Like every year, let’s reminisce the talent, hard work and discipline of one of the greatest talents the NBA has ever seen.

By Hocine LOUKKAF on 1/28/2020

1992, being 12 and living in Le Havre, a port city 200km from Paris, my access to NBA basketball was limited. As my parents couldn’t afford Canal +, the cable channel that broadcasted the games (one per week), me and my brother spared what we could to buy one or two magazines monthly.

During that summer 1992, the Dream Team definitely put the NBA on another level. I remember bothering everybody in my father’s hometown, back in Algeria, North Africa, not only to watch the USA, but also Croatia and Drazen Petrovic, the first successful European player in the NBA. Unfortunately, one year later, Petrovic was gone in a car crash…

Until 1996, without a VCR at home, I can count on my two hands the full NBA games I watched, often at a friend’s place. That happened to change in 1996. One year after the draft of Kevin Garnett, the 1996 NBA Draft was going to revolutionize the league with a new breed of stars, AI, Kobe of course but also Marbury, Ray Allen or Nash. That would also change for the Europeans as for the first time, a draft would feature several of them (Stojakovic and Ilgauskas) who had never played college ball in the first round (Sabonis and Divac were the only first rounders of that kind at the moment, but in different drafts).

Above all, the NBA perspective changed for me. Willing to receive the channels of their home country, my parents spent $150 to buy a satellite dish which will not require a monthly subscription. Little did they know that my brother and I would use it more than them. Thanks to the motor added to the dish, we had access to different European channels, including the German DSF (which goes for Deutsches Sport Fernsehen or German Sport Channel). Thanks to this channel we could watch several games a week, live or replay, and were now far better served than our friends.

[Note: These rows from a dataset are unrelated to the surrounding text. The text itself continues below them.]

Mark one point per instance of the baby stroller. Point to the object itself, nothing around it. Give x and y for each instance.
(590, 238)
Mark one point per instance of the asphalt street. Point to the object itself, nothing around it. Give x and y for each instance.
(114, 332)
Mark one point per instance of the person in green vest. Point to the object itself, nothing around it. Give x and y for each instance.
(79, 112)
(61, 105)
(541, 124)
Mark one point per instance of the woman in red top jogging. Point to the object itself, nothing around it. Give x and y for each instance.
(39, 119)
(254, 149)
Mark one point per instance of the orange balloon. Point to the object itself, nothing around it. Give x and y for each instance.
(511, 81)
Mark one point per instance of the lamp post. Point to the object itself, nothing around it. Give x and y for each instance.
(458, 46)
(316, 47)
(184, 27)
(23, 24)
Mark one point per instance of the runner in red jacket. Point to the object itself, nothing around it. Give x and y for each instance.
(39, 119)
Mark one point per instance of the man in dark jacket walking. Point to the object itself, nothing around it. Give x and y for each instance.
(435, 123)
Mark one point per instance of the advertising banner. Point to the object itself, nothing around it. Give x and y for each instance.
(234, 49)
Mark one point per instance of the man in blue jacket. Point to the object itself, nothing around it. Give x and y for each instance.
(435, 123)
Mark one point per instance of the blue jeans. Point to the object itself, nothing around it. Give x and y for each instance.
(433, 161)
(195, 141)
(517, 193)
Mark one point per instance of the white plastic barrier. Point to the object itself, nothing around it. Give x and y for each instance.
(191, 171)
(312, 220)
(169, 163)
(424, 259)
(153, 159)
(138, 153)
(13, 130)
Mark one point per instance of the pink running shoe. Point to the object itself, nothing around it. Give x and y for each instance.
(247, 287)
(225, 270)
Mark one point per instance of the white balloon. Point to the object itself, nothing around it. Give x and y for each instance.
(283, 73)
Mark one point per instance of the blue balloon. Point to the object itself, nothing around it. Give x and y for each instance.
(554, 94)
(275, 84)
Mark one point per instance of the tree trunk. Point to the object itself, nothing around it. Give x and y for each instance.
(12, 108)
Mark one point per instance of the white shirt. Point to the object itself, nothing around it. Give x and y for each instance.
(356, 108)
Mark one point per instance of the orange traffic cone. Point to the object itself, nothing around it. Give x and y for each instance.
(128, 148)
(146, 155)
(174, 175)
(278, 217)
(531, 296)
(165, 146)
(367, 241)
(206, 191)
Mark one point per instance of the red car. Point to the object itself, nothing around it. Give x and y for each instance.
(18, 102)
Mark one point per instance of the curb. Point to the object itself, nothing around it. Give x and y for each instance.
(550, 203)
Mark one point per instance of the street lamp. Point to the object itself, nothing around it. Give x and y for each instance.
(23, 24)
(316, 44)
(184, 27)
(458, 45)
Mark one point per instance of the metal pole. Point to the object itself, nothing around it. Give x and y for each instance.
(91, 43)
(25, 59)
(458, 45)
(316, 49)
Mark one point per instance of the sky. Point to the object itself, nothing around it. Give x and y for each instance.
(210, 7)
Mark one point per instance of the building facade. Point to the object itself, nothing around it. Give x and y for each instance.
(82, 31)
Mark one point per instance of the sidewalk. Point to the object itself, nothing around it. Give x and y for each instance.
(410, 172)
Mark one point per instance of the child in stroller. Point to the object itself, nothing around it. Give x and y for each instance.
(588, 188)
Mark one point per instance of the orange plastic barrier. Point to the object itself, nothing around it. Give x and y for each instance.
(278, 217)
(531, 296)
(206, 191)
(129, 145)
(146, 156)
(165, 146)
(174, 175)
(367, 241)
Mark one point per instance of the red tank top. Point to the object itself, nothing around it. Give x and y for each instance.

Thus, that 1996-97 season was the first I could really follow from Iverson first games to the All Star Game and the Bulls fourth title after MJ’s comeback. My nights kept being disturbed by those late night ball games, even during my high school final exams which took place at the same time as Bulls’s last Finals against the Jazz.
I have to confess I was not especially a Kobe fan for several reasons, the first being that he forced his way to the Lakers with no respect for the other franchises. Moreover, he was not a ghetto boy, contrary to Iverson, who had been confronted to a hard life, but wanted to act like a tough guy, sometimes showing off too much for me. I had more respect for the Lakers starting SG, Eddie Jones, another Philly guy like Kobe but who was more of a silent assassin and a fierce defensive player.

At that time, the NBA was still a dream for French players, but at the end of that season, Tariq Abdul Wahad, albeit after four years of college ball, became not only the first Frenchman drafted in the first round, but the first to actually put his feet on an NBA court.

In the following years, having switched from soccer to basketball in my late teens, I often played on that lonely basketball hoop, at the edge of my project, bordering with the local forrest. As I worked on my skills, I tried to learn from the best and, gradually, Kobe became of them. I tried to emulate his footwork going to the left to shoot, like I copied Nash’s acrobatic finishes, with whom I shared a lack of athleticism and size that would make me envy Kobe or T-Mac.

Kobe had the successful career we all know, starting from a young wild rookie with a gigantic ego to evolve as the Black Mamba, an evolution that was as much in his game as in his style, from the moment he shaved his afro to the extra pounds of muscles he gained around 2002, turning into some kind of basketball superhero with an unbeatable work ethic. Like Jordan, his idol, he wanted to be a killer on both ends of the floor, which he achieved with nine Defensive first team selections.  He became, above all, more than Jordan, one of the first digital icons thanks to the internet, Youtube and all the social networks that appeared then. During that same period, reaching the NBA was not a dream anymore, but a goal for plenty of French kids who watched how Tony Parker, the first Frenchman who played in the NBA straight out of the French league, succeeded with the Spurs.

I will not try to rank Kobe among a list of SG that would include, behind MJ of course, players from different eras like West or Roberson but putting him at least in the top 20 (and probably in the top 10) of the best players of All Time seems reasonable.

When I have the opportunity to help potential pro players improve their game in workouts, I often use Kobe as the model to follow. “Watch your footwork if you’re going left to shoot, right foot, left foot then bam! Kobe style!”, “you don’t find more than 2/3 hours per week to work on your game, look at how Kobe worked even when he was an NBA champion”.

Saturday, Lebron passed Kobe for third on the All-Time scoring list, in Kobe’s own Philadelphia. Coincidentally, the next day, Kobe was killed in a terrible helicopter crash that may have destroyed the body he worked on so much for more than 20 years. Kobe the player unfortunately became Kobe the legend but at least, contrary to the late Len Bias or Ben Wilson, there is no “if” and we had the opportunity to watch his greatness on the court.

May Kobe, his daughter Gianna, John, Keri and Alyssa Altobelli, Christina Mauser, Sarah and Payton Chester and Ara Zobayan rest in peace.